-
Notifications
You must be signed in to change notification settings - Fork 861
Hacking
So you want to dig a little deeper into the project and its source code. This article aims to give you a birds eye view on the project structure, a quick flow example to run a hook and other goodies.
At its core, objection relies heavily on Frida to perform most of the magic. Frida, together with some purpose built hooks and the python REPL is what makes up objection.
A command is entered into the objection REPL, dispatching a python method which may or may not expect arguments. Depending on the method, a runtime specific hook will get injected into the mobile devices process and executed. Feedback from the hook is sent back to the python environment using send() invocations and reported back to the screen.
Lets take a quick look at the project structure.
Command line argument parsing is handled with click, the REPL is handled by python-prompt-toolkit and hook compilation (basically adding the global error handler per runtime) is handled with jinja. If you add the -d flag to the explore command to debug hooks, hooks themselves are formatted using jsbeautifier and dumped to screen (and application log) before being handed off to Frida.
- Python methods to invoke when matched to a command live in objection/commands.
- Frida hooks to load and execute live in their runtime specific directories in objection/hooks.
- Classes and methods responsible for the command line interface, as well as the REPL live in objection/console.
When a command is entered in the objection explore REPL, the run_command() method is run to process the string input received from prompt_toolkit. The run_command() method 'explodes' the received command, honoring quotes just like a shell would, and tries to find a python method to execute with _find_command_exec_method .

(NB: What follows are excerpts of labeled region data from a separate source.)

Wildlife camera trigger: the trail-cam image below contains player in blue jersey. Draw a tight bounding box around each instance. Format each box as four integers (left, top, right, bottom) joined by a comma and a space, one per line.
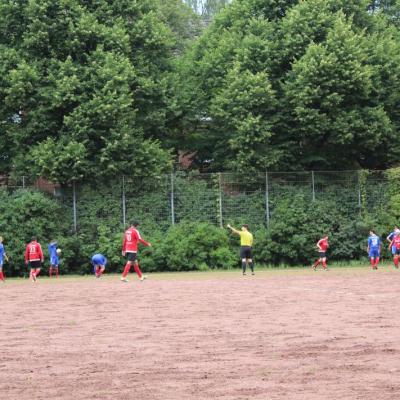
0, 236, 8, 282
48, 240, 60, 278
92, 254, 107, 278
367, 229, 382, 269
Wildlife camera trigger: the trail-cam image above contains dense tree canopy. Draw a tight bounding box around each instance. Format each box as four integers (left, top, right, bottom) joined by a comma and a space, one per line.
0, 0, 197, 182
182, 0, 400, 171
0, 0, 400, 182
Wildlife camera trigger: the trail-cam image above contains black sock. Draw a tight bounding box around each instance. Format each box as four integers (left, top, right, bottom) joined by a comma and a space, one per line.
249, 261, 254, 273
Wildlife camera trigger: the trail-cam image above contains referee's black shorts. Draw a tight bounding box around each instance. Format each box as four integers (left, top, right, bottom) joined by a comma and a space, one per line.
240, 246, 253, 259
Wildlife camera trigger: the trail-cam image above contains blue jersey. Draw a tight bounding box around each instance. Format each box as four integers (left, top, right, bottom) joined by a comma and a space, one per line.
0, 243, 5, 266
92, 254, 107, 266
387, 231, 396, 254
368, 235, 381, 250
47, 242, 60, 265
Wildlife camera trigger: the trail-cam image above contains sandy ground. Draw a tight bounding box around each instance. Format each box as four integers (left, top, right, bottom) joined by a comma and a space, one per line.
0, 268, 400, 400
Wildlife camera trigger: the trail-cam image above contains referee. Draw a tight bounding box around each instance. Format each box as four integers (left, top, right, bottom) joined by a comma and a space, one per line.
227, 224, 254, 275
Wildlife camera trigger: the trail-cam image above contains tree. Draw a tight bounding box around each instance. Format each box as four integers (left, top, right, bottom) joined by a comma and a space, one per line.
0, 0, 194, 181
181, 0, 400, 171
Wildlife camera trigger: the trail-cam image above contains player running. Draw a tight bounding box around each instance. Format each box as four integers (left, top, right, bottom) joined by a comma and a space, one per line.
389, 230, 400, 268
47, 240, 60, 278
313, 236, 329, 271
227, 224, 254, 275
0, 236, 8, 282
92, 254, 107, 278
367, 229, 382, 269
121, 221, 151, 282
25, 236, 44, 282
386, 226, 400, 268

Commands that can be run is defined in a repository located in the COMMANDS variable in repository.py, specifying an exec key with a value being the python method to execute. Any remaining tokens will be passed on to the python method that will get called as arguments.

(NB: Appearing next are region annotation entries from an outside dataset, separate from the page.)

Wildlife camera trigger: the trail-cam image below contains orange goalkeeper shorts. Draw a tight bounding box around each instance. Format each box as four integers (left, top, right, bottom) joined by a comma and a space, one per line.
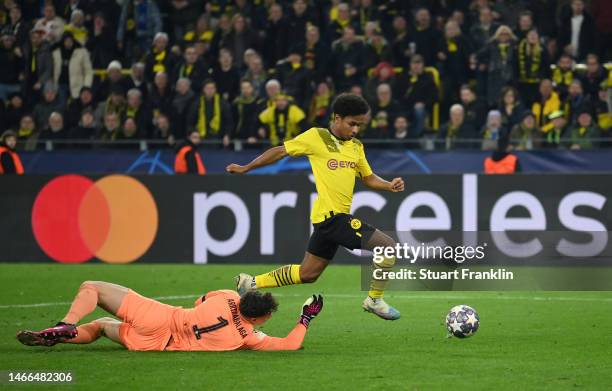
117, 289, 179, 350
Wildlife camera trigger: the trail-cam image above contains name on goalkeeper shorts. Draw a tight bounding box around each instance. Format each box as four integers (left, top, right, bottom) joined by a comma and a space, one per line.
372, 268, 514, 280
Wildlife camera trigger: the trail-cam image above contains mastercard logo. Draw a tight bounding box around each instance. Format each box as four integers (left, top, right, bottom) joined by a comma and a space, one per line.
32, 175, 158, 263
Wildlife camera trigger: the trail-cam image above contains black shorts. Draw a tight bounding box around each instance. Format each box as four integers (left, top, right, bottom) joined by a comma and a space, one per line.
308, 213, 376, 260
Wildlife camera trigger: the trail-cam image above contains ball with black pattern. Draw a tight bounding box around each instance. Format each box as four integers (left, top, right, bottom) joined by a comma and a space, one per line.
446, 304, 480, 338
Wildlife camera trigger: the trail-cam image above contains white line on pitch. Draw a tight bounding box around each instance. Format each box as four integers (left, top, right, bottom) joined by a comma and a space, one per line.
0, 292, 612, 309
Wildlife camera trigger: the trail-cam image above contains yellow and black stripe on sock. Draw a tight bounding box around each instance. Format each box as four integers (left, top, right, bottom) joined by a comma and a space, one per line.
255, 265, 302, 288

Communications with a remote FridaGadget is handled in utils/frida-transport.py.
Depending on the type of Frida hook that will be run (based on an entered command), either a synchronous invocation will occur, which will load, execute and unload the hook, or an asynchronous invocation will occur which loads, executes and backgrounds the hook. Only when the jobs kill <job_id> command is run will an asynchronous invocation be stopped.